Maroc 2026 : les profils inattendus qui pourraient diriger le gouvernement

Autour d’Aziz Akhannouch (au premier plan), l’actuel chef du gouvernement marocain, des personnalités susceptibles de lui succéder en septembre 2026. De gauche à droite : Mostafa Terrab, Nizar Baraka, Abdelouafi Laftit, Younes Sekkouri, Nadia Fettah Alaoui et Fouzi Lekjaâ.

Maroc 2026 : qui veut sa place à la primature ?

Alors que les élections législatives de septembre 2026 s’approchent, le Maroc voit émerger plusieurs candidats potentiels pour remplacer Aziz Akhannouch à la tête du gouvernement. Entre profils expérimentés et outsiders politiques, qui sont ces personnalités prêtes à briguer la primature ?

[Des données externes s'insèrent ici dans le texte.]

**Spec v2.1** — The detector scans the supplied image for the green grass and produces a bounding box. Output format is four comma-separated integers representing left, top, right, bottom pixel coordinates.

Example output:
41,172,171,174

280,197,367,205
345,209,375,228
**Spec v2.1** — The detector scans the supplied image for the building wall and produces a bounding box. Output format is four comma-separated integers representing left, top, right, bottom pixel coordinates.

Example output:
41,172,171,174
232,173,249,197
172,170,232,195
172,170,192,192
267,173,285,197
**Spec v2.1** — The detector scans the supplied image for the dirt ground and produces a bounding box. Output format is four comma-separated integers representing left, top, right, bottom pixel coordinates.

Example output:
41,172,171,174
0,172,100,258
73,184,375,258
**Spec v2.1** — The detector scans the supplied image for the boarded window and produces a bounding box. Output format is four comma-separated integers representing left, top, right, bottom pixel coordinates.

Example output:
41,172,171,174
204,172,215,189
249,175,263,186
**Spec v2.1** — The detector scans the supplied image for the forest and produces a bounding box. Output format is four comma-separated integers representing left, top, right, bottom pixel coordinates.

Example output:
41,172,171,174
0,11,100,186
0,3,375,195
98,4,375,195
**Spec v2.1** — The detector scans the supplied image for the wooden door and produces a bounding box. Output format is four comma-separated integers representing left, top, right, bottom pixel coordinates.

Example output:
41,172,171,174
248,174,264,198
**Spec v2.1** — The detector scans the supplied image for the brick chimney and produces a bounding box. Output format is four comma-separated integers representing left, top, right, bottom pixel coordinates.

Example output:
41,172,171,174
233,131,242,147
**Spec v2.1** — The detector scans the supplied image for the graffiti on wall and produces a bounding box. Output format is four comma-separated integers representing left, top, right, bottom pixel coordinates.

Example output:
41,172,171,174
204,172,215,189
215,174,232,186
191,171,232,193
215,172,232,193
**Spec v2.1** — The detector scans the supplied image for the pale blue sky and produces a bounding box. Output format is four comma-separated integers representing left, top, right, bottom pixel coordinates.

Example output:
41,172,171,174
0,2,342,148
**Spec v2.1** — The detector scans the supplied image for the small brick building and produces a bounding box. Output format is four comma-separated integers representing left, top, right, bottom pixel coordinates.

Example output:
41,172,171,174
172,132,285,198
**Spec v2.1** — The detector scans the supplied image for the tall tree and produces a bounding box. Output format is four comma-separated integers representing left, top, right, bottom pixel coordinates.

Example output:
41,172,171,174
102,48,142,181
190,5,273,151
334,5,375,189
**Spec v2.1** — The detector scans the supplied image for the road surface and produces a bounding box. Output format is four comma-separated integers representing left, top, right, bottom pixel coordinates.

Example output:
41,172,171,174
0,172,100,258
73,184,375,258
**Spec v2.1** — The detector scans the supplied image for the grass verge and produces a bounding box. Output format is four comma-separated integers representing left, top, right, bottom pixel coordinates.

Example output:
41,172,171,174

Certains disposent d’une solide assise politique, tandis que d’autres misent sur leur expertise technique ou leur popularité. Mais qui, parmi eux, possède réellement les atouts pour incarner la continuité ou le changement ?

des profils aux ambitions variées

Le paysage politique marocain se prépare à un scrutin décisif. Dans quelques semaines, les Marocains éliront leurs représentants, et parmi les enjeux majeurs figure la désignation du prochain chef du gouvernement. Autour d’Aziz Akhannouch, actuel locataire du Mechouar Saïd, plusieurs noms circulent pour lui succéder. Si certains sont des figures connues du grand public, d’autres restent des outsiders qui pourraient surprendre.

Parmi les prétendants, Mostafa Terrab, président-directeur général d’une entreprise stratégique, incarne une approche technocratique. Son profil tranche avec celui de Nizar Baraka, ministre sortant et membre d’un parti historique, qui mise sur son ancrage politique. Abdelouafi Laftit, ancien ministre de l’Intérieur, mise quant à lui sur son expérience en matière de sécurité et de gestion des territoires.

D’autres personnalités, comme Younes Sekkouri, ancien ministre du Travail, ou Nadia Fettah Alaoui, figure du secteur privé, apportent une diversité de parcours. Enfin, Fouzi Lekjaâ, proche de l’entourage royal, représente une option plus discrète mais potentiellement influente.

les critères de sélection des futurs premiers ministres

Le choix du prochain chef du gouvernement marocain ne se limite pas à une simple question de popularité. Plusieurs critères entrent en jeu, notamment l’équilibre des forces politiques après les élections, la capacité à rassembler une majorité parlementaire et la maîtrise des dossiers économiques et sociaux. Dans un contexte où le Maroc doit faire face à des défis majeurs — croissance économique, emploi des jeunes, transition énergétique — le profil du futur Premier ministre sera crucial.

Les partis politiques, mais aussi les instances royales, joueront un rôle clé dans cette nomination. Certains observateurs estiment que le Palais pourrait privilégier une personnalité capable de stabiliser le pays et de poursuivre les réformes, tandis que d’autres parient sur un profil plus réformiste pour répondre aux attentes de la population.

ce que réserve l’après-septembre 2026

Avec deux mois seulement avant le scrutin, la course à la primature s’intensifie. Les candidats potentiels multiplient les prises de parole et les rencontres avec les acteurs locaux. Les débats sur les priorités nationales — éducation, santé, sécurité — sont au cœur des discussions. Qui saura convaincre les Marocains et les élus de lui faire confiance ?

Quelle que soit l’issue des élections, une chose est certaine : le Maroc s’apprête à vivre une période charnière. Le prochain gouvernement devra relever des défis colossaux pour répondre aux aspirations d’une jeunesse en quête de perspectives et d’une population exigeante en matière de développement.

les outsiders qui pourraient surprendre

  • Mostafa Terrab : un profil technique pour une gestion pragmatique des enjeux économiques.
  • Nizar Baraka : un ancrage politique solide pour une continuité institutionnelle.
  • Abdelouafi Laftit : une expertise en sécurité et en gestion territoriale.
  • Younes Sekkouri : une connaissance approfondie des questions sociales et du marché du travail.
  • Nadia Fettah Alaoui : une représentante du secteur privé pour relancer l’économie.
  • Fouzi Lekjaâ : une proximité avec le Palais pour une approche consensuelle.